Coming back to the sales data example I used before, I can now correlate the trends of my historical data of musical events with real-time sales. In this way, I can understand if an event is performing as expected or not, and calibrate my marketing activities without delays.
For example, after I define the online commerce database as the
online_system external schema in my Redshift cluster, I can compare previous sales with what is in the online commerce system with this simple query:
SELECT eventid, sum(pricepaid) total_price, sum(online_pricepaid) online_total_price FROM sales, online_system.current_sales GROUP BY eventid WHERE eventid = online_eventid;
Redshift doesn’t import database or schema catalog in its entirety. When a query is run, it localizes the metadata for the Aurora and RDS tables (and views) that are part of the query. This localized metadata is then used for query compilation and plan generation.
Amazon Redshift data lake export is a new tool to improve your data processing pipeline and is supported with Redshift release version 1.0.10480 or later. Refer to the AWS Region Table for Redshift availability, and check the version of your clusters.

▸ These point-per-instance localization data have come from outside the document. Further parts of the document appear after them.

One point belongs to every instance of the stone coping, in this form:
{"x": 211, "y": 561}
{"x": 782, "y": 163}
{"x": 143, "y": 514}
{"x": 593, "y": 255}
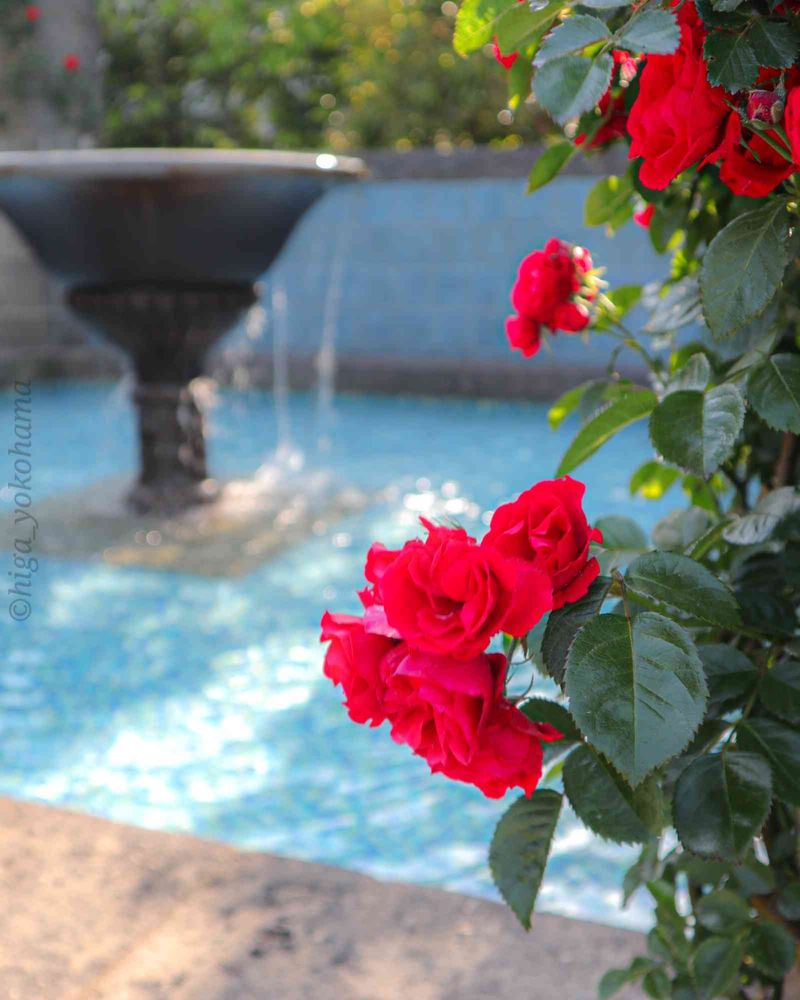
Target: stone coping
{"x": 99, "y": 911}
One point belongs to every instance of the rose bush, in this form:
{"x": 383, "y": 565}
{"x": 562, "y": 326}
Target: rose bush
{"x": 676, "y": 658}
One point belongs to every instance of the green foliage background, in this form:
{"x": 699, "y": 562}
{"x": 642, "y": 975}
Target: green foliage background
{"x": 340, "y": 74}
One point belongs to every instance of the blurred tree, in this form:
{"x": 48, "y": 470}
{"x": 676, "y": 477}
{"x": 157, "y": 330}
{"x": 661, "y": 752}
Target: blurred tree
{"x": 344, "y": 74}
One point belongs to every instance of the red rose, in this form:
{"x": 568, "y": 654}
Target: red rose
{"x": 678, "y": 117}
{"x": 448, "y": 595}
{"x": 505, "y": 61}
{"x": 740, "y": 170}
{"x": 547, "y": 527}
{"x": 645, "y": 216}
{"x": 354, "y": 661}
{"x": 509, "y": 754}
{"x": 438, "y": 706}
{"x": 546, "y": 293}
{"x": 791, "y": 122}
{"x": 764, "y": 106}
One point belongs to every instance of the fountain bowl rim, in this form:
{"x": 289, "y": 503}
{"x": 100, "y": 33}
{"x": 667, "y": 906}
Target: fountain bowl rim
{"x": 155, "y": 164}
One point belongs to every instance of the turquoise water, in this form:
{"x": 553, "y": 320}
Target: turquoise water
{"x": 180, "y": 703}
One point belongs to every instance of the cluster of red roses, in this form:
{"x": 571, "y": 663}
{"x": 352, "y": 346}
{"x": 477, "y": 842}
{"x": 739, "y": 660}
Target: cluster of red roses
{"x": 554, "y": 288}
{"x": 417, "y": 656}
{"x": 679, "y": 120}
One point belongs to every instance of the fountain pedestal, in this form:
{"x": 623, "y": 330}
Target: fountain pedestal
{"x": 160, "y": 251}
{"x": 167, "y": 331}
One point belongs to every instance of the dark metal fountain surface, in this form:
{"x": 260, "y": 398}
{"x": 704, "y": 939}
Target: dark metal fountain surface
{"x": 160, "y": 251}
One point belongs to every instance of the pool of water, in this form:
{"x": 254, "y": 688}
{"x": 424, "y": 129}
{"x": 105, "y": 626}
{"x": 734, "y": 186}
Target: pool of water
{"x": 184, "y": 703}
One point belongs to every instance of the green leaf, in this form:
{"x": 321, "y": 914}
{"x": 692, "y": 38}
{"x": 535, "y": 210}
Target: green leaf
{"x": 721, "y": 803}
{"x": 519, "y": 850}
{"x": 606, "y": 198}
{"x": 722, "y": 912}
{"x": 544, "y": 710}
{"x": 549, "y": 164}
{"x": 774, "y": 43}
{"x": 716, "y": 966}
{"x": 568, "y": 86}
{"x": 780, "y": 691}
{"x": 680, "y": 529}
{"x": 477, "y": 22}
{"x": 652, "y": 480}
{"x": 697, "y": 431}
{"x": 636, "y": 690}
{"x": 681, "y": 587}
{"x": 615, "y": 305}
{"x": 760, "y": 525}
{"x": 789, "y": 901}
{"x": 730, "y": 675}
{"x": 695, "y": 374}
{"x": 732, "y": 64}
{"x": 566, "y": 405}
{"x": 680, "y": 306}
{"x": 614, "y": 980}
{"x": 653, "y": 31}
{"x": 774, "y": 392}
{"x": 621, "y": 533}
{"x": 744, "y": 267}
{"x": 781, "y": 746}
{"x": 571, "y": 35}
{"x": 607, "y": 804}
{"x": 772, "y": 949}
{"x": 656, "y": 984}
{"x": 620, "y": 413}
{"x": 521, "y": 24}
{"x": 563, "y": 625}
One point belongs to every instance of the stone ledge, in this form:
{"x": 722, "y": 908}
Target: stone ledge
{"x": 108, "y": 912}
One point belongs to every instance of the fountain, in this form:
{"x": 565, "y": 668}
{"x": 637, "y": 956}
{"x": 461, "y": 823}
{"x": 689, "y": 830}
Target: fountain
{"x": 160, "y": 251}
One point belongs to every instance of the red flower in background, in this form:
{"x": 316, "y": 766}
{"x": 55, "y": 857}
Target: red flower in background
{"x": 450, "y": 596}
{"x": 644, "y": 217}
{"x": 547, "y": 527}
{"x": 505, "y": 61}
{"x": 546, "y": 293}
{"x": 678, "y": 118}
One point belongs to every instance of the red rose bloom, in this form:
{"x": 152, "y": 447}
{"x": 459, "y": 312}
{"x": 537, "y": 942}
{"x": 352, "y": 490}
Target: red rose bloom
{"x": 645, "y": 216}
{"x": 509, "y": 754}
{"x": 678, "y": 117}
{"x": 448, "y": 595}
{"x": 545, "y": 292}
{"x": 505, "y": 61}
{"x": 764, "y": 106}
{"x": 547, "y": 527}
{"x": 791, "y": 122}
{"x": 354, "y": 661}
{"x": 438, "y": 706}
{"x": 740, "y": 170}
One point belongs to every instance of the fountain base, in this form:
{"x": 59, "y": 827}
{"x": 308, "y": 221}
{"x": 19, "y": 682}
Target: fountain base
{"x": 249, "y": 523}
{"x": 167, "y": 331}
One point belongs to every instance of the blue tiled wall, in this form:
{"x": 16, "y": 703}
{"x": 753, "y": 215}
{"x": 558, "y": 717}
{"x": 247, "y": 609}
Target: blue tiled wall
{"x": 426, "y": 266}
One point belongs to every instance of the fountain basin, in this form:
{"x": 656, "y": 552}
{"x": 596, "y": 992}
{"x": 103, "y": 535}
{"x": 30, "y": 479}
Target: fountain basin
{"x": 160, "y": 252}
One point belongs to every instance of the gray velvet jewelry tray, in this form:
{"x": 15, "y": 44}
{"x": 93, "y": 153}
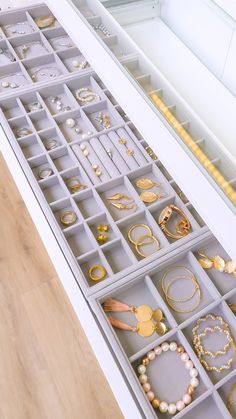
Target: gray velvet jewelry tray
{"x": 119, "y": 174}
{"x": 218, "y": 290}
{"x": 129, "y": 278}
{"x": 29, "y": 54}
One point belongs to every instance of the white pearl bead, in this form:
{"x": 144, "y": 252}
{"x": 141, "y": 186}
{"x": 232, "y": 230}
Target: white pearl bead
{"x": 70, "y": 122}
{"x": 158, "y": 350}
{"x": 75, "y": 63}
{"x": 146, "y": 387}
{"x": 193, "y": 372}
{"x": 173, "y": 346}
{"x": 141, "y": 369}
{"x": 184, "y": 357}
{"x": 180, "y": 405}
{"x": 150, "y": 395}
{"x": 194, "y": 382}
{"x": 151, "y": 355}
{"x": 5, "y": 84}
{"x": 163, "y": 407}
{"x": 188, "y": 365}
{"x": 143, "y": 378}
{"x": 187, "y": 398}
{"x": 165, "y": 346}
{"x": 172, "y": 409}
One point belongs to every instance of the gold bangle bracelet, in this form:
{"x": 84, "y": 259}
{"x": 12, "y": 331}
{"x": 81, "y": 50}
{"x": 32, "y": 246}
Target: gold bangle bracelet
{"x": 230, "y": 399}
{"x": 98, "y": 268}
{"x": 182, "y": 227}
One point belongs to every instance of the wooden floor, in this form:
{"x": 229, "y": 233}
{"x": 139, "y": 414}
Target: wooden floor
{"x": 47, "y": 368}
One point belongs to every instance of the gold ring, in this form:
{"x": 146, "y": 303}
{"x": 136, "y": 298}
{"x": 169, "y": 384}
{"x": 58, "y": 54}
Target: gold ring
{"x": 145, "y": 226}
{"x": 138, "y": 244}
{"x": 98, "y": 268}
{"x": 68, "y": 218}
{"x": 182, "y": 227}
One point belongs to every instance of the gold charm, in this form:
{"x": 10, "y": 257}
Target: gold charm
{"x": 228, "y": 267}
{"x": 122, "y": 141}
{"x": 45, "y": 21}
{"x": 157, "y": 315}
{"x": 103, "y": 227}
{"x": 161, "y": 328}
{"x": 146, "y": 329}
{"x": 119, "y": 196}
{"x": 101, "y": 238}
{"x": 146, "y": 183}
{"x": 205, "y": 263}
{"x": 219, "y": 263}
{"x": 149, "y": 197}
{"x": 129, "y": 152}
{"x": 121, "y": 206}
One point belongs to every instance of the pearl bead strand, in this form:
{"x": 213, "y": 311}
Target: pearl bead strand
{"x": 163, "y": 406}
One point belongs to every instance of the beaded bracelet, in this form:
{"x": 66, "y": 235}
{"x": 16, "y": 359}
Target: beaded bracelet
{"x": 163, "y": 406}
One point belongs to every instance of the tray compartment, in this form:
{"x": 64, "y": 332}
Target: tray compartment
{"x": 12, "y": 76}
{"x": 30, "y": 46}
{"x": 88, "y": 203}
{"x": 17, "y": 23}
{"x": 70, "y": 133}
{"x": 52, "y": 189}
{"x": 11, "y": 108}
{"x": 58, "y": 93}
{"x": 103, "y": 109}
{"x": 87, "y": 82}
{"x": 52, "y": 68}
{"x": 79, "y": 240}
{"x": 30, "y": 146}
{"x": 60, "y": 207}
{"x": 51, "y": 134}
{"x": 42, "y": 11}
{"x": 59, "y": 39}
{"x": 73, "y": 60}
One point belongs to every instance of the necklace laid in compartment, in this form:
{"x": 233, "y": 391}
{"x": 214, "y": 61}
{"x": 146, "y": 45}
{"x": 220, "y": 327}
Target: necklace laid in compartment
{"x": 44, "y": 22}
{"x": 7, "y": 54}
{"x": 12, "y": 85}
{"x": 24, "y": 49}
{"x": 62, "y": 41}
{"x": 46, "y": 72}
{"x": 149, "y": 321}
{"x": 22, "y": 26}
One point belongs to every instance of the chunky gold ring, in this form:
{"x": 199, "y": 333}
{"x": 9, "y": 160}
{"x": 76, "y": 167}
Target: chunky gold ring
{"x": 182, "y": 227}
{"x": 98, "y": 268}
{"x": 68, "y": 217}
{"x": 139, "y": 243}
{"x": 145, "y": 226}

The new federation capability in Amazon Redshift is released as a public preview and allows you to bring together data stored in Redshift, S3, and one or more RDS and Aurora PostgreSQL databases. When creating a cluster in the Amazon Redshift management console, you can pick three tracks for maintenance: Current, Trailing, or Preview. Within the Preview track, preview_features should be chosen to participate to the Federated Query public preview. For example:
These features simplify data processing and analytics, giving you more tools to react quickly, and a single point of view for your data. Let me know what you are going to use them for!